Asserting that banks are repository of public resources, Reserve Bank Deputy Governor M K Jain on Tuesday said lenders need to design appropriate governance standards and implement internal controls to be worthy of the public trust.
Corporate governance is the cornerstone for any enterprise and it assumes a distinctly different undertone and importance for banks, he emphasised.
It is well known that banks are special in terms of services they render and the segments they touch, and they act as catalysts in growth of the economy. Most importantly, banks enjoy the privilege of mobilising uncollateralised public deposits, he added.
He pointed out that the negative externalities of banks and NBFCs are also much higher due to their interconnectedness and that's why globally, banks are regulated and supervised very closely.
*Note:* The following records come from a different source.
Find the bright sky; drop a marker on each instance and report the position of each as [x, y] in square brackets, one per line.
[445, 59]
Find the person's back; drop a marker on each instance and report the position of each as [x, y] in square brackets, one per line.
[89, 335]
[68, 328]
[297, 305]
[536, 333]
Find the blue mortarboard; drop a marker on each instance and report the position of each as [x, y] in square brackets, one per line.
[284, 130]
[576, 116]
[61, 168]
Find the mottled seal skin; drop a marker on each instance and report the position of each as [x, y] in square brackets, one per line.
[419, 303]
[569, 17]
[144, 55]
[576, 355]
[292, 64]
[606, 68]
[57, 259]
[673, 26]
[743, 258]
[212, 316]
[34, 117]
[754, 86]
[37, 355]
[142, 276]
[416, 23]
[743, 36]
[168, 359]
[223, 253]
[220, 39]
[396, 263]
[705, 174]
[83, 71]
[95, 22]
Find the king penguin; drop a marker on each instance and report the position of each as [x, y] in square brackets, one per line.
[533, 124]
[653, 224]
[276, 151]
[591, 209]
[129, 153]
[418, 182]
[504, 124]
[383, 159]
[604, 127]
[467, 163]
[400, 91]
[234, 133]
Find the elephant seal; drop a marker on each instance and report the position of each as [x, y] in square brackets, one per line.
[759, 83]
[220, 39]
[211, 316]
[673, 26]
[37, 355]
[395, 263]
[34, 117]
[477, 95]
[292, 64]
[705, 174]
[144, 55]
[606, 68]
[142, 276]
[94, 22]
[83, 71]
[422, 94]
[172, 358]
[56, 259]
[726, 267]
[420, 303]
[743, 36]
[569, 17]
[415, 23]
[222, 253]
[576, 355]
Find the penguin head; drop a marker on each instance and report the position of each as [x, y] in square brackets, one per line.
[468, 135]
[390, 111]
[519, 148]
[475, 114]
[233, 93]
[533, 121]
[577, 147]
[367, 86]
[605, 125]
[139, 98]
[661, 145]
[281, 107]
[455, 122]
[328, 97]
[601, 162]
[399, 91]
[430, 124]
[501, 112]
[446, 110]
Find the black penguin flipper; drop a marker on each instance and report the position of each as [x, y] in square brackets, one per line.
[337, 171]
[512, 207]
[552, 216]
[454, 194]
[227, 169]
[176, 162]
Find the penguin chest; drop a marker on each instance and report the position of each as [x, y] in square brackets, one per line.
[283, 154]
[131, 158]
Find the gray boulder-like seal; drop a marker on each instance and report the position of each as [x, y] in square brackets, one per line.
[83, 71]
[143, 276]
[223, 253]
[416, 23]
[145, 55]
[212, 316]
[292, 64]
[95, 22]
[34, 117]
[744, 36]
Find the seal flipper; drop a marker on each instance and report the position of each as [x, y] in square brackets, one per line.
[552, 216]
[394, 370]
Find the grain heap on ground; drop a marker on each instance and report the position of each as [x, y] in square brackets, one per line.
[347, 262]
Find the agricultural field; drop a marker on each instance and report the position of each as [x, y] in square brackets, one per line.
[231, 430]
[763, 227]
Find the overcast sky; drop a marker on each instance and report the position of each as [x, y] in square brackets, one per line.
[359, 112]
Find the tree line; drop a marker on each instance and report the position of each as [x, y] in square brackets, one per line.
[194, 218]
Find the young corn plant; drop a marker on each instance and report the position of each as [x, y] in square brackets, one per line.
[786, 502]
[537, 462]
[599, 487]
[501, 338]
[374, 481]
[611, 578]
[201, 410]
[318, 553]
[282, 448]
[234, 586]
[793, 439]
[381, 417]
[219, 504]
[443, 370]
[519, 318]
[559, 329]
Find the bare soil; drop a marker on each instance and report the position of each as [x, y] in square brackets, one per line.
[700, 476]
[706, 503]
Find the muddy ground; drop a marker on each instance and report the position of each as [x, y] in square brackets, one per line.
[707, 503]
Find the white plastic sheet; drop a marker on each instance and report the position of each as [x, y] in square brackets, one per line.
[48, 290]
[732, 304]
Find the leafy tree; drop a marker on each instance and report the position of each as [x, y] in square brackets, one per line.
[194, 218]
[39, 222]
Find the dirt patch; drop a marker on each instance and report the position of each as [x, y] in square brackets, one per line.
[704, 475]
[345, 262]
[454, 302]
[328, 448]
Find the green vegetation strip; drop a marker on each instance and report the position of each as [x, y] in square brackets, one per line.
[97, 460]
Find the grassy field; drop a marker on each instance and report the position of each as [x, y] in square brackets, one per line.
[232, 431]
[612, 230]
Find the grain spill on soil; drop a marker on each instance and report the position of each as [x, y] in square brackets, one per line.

"Being highly leveraged entities and with the interconnectedness, there must be separation between ownership and management, so that they operate on professional lines," he said at an event organised by Business Standard newspaper.
Stressing that governance reforms have been an area of continued focus for the RBI, Jain said that various regulatory measures, including the mandatory listing of private sector banks, composition of the board and guidance on fit and proper criteria, have all been driven to improve the corporate governance and internal controls in the banks.
"As repositories of public resources, banks need to design appropriate governance standards and implement internal controls to be worthy of the public trust," he said.
He said various prudential supervisory initiatives have been taken by the RBI in recent years for bringing about the unified and more holistic approach to supervision and improving skill and capacity of supervisory staff.
For continuous engagement with supervised entities, he said, a web-based and an end-to end workflow automation system has been developed.
"It has various functionalities, including inspection, compliance and incident reporting for cyber security... with a built-in remediation workflow, time tracking, notifications and alerts, Management Information System (MIS) reports and dashboards. This is being launched shortly," he said.
As banks are in the business of taking risks, sound risk culture lies at the heart of every decision that they take, he said, adding that the RBI too has made risk culture and business model analysis as part of its supervisory assessment in alignment with global developments.
With the proliferation of digital banking, Jain said cyber security has become an extremely important area of supervisory concern.
To address concerns, the RBI has developed a model-based framework for assessing cyber risk in banks using various risk indicators, he added.
In this ever evolving and challenging environment, Jain said, "ultimately, it is the operations of a financial entity in terms of its governance standards, business model, risk culture, and assurance functions that will decide how well it fares in the long run".